Cyber-defense firm Illusive Networks has named Steve Katz to its board of advisors. Katz, who has worked in the sector for nearly 40 years, is the founder of consultancy Security Risk Solutions, LLC. He is also the first to take on a chief information security officer position (CISO), effectively coining the role’s name.

“I’ve seen massive changes take place during my career in cybersecurity, and the pace of change today keeps this field both interesting and challenging,” Katz said. ”There’s always more to learn, and there are always new companies with fresh ideas that need mentoring and guidance. I’m looking forward to offering these to Illusive Networks.”

Katz began his career at JP Morgan, where he first served as an information security officer, before moving to head of information security. He worked at the company for 11 years. He then moved to Citigroup, where he was named the industry’s first CISO, a role he held for six years. Since then, Katz has worked in numerous cybersecurity-related positions, including executive advisor to the head of technology at Kaiser Permanente.

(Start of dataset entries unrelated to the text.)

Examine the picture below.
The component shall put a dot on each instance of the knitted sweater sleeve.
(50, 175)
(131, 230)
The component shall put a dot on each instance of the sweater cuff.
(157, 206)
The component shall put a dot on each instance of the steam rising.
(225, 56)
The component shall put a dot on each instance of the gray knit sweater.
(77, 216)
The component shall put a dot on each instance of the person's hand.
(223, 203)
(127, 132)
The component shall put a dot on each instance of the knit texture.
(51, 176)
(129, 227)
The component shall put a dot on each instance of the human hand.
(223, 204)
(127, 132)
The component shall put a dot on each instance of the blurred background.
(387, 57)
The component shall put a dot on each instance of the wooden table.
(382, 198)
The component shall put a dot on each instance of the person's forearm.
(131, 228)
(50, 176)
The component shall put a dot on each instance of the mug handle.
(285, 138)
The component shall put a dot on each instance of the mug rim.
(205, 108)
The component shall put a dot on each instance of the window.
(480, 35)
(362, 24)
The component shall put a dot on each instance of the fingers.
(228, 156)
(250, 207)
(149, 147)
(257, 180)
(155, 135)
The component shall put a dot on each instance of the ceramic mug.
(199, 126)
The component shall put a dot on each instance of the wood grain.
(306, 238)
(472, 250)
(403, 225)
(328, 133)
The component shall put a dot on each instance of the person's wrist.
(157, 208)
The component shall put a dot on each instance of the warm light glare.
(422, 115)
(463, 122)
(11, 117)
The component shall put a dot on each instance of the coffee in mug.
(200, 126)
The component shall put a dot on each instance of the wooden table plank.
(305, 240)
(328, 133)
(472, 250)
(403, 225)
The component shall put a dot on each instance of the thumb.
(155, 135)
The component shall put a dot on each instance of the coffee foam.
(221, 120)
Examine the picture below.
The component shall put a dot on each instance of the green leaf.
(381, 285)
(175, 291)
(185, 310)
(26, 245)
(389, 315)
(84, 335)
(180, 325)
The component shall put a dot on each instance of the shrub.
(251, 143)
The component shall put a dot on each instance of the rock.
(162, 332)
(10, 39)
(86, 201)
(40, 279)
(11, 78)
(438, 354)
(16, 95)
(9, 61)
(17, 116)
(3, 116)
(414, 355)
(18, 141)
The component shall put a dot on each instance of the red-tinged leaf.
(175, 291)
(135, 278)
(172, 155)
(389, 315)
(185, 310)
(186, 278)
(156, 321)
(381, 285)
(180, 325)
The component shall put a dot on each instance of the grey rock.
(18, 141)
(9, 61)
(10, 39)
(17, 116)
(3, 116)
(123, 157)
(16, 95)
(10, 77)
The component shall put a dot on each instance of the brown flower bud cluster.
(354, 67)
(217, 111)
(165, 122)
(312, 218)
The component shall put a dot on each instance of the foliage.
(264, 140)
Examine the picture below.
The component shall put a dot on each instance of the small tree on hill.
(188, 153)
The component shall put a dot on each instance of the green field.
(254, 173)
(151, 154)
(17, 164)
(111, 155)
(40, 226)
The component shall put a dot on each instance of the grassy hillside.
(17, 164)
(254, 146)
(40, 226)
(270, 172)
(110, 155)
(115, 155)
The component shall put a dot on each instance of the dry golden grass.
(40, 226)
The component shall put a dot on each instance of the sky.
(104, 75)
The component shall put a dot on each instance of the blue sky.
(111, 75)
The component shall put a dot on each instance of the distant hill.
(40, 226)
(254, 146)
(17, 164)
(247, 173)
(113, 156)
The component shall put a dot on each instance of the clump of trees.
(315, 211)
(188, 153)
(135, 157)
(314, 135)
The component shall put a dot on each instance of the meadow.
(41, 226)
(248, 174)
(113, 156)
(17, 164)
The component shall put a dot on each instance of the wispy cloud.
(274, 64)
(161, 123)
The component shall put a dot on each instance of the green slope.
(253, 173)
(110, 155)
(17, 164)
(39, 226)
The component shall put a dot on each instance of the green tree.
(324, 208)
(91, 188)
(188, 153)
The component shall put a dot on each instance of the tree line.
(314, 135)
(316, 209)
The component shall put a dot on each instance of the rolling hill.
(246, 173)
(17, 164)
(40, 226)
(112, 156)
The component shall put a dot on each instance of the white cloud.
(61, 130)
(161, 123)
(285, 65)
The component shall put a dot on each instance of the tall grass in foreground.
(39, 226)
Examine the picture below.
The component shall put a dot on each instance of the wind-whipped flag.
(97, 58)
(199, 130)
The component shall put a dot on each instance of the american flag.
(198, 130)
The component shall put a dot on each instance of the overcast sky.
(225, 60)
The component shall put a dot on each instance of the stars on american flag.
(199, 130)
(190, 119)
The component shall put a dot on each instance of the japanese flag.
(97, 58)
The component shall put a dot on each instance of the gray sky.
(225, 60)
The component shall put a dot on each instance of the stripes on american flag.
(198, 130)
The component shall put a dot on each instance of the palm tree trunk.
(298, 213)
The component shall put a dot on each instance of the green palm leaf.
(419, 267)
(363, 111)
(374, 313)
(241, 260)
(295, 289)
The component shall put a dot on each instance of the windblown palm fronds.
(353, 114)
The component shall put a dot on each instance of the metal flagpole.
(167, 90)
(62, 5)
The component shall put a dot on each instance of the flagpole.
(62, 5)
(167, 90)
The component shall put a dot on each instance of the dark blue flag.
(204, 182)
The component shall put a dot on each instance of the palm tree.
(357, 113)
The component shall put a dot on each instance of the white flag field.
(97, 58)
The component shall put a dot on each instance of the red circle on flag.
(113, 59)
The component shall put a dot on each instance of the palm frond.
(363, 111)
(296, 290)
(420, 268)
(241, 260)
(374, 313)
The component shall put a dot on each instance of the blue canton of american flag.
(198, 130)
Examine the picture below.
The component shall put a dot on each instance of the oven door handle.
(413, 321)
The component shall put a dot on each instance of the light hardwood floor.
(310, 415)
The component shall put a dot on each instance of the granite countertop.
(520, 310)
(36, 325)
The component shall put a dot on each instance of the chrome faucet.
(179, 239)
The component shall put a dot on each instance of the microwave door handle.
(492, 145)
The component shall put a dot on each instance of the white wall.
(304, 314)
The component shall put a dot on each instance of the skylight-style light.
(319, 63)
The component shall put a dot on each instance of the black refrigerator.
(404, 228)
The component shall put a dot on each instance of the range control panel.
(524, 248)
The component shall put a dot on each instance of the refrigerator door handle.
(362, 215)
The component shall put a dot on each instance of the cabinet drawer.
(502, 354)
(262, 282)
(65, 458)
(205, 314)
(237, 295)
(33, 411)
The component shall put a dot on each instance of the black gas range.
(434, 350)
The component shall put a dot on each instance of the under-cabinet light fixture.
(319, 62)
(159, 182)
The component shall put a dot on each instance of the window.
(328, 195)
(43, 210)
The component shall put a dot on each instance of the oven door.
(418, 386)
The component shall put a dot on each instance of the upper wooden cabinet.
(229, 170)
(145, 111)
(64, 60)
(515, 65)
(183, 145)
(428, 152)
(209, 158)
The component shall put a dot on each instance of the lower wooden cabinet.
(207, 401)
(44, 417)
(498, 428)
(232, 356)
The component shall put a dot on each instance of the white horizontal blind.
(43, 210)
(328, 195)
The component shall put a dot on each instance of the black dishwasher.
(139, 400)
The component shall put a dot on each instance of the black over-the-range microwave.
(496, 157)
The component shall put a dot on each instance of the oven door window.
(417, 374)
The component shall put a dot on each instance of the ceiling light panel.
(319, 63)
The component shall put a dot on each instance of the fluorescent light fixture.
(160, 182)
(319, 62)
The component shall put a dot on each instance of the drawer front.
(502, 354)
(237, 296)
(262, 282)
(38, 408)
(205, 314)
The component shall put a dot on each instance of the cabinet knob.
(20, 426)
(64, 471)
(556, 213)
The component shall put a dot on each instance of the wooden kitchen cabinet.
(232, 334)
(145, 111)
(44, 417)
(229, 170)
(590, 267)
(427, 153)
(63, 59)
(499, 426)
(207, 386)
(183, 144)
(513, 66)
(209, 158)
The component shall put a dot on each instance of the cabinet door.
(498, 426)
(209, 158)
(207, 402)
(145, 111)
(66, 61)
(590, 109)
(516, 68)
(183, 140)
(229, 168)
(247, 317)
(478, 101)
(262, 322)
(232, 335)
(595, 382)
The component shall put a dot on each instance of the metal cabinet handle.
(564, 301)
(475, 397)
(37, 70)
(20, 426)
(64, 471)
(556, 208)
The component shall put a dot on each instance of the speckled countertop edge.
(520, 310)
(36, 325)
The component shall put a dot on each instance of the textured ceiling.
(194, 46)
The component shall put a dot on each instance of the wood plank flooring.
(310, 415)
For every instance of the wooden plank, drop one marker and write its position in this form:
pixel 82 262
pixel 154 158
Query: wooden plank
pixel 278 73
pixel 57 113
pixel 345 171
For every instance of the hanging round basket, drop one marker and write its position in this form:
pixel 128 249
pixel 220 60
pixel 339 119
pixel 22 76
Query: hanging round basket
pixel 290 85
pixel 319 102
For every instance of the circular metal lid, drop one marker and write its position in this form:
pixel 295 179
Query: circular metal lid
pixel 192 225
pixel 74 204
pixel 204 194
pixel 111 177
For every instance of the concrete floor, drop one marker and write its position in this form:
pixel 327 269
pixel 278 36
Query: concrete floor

Since 2003, he has acted as executive advisor of security and privacy at Big Four firm Deloitte.

Illusive Networks appoints Steve Katz to board of advisors

Katz has testified numerous times before US Congress on matters regarding financial services security, and worked as financial services sector coordinator for critical infrastructure protection by the Secretary of the Treasury. He holds a degree from New York University.

“We’re fundamentally changing the way organizations approach cybersecurity,” Ofer Israeli, CEO of Illusive Networks, said. “Steve has proven his ability to adapt to the ever-changing cybersecurity environment and come out on top, so we’re excited to put his experience and expertise to work for our customers.”

Illusive Networks is headquartered in both Tel Aviv, Israel and New York City. It was founded in 2014. The company works with its clients to prevent cyberattacks by using “agentless, advanced automation” to stop would-be threats before they take action.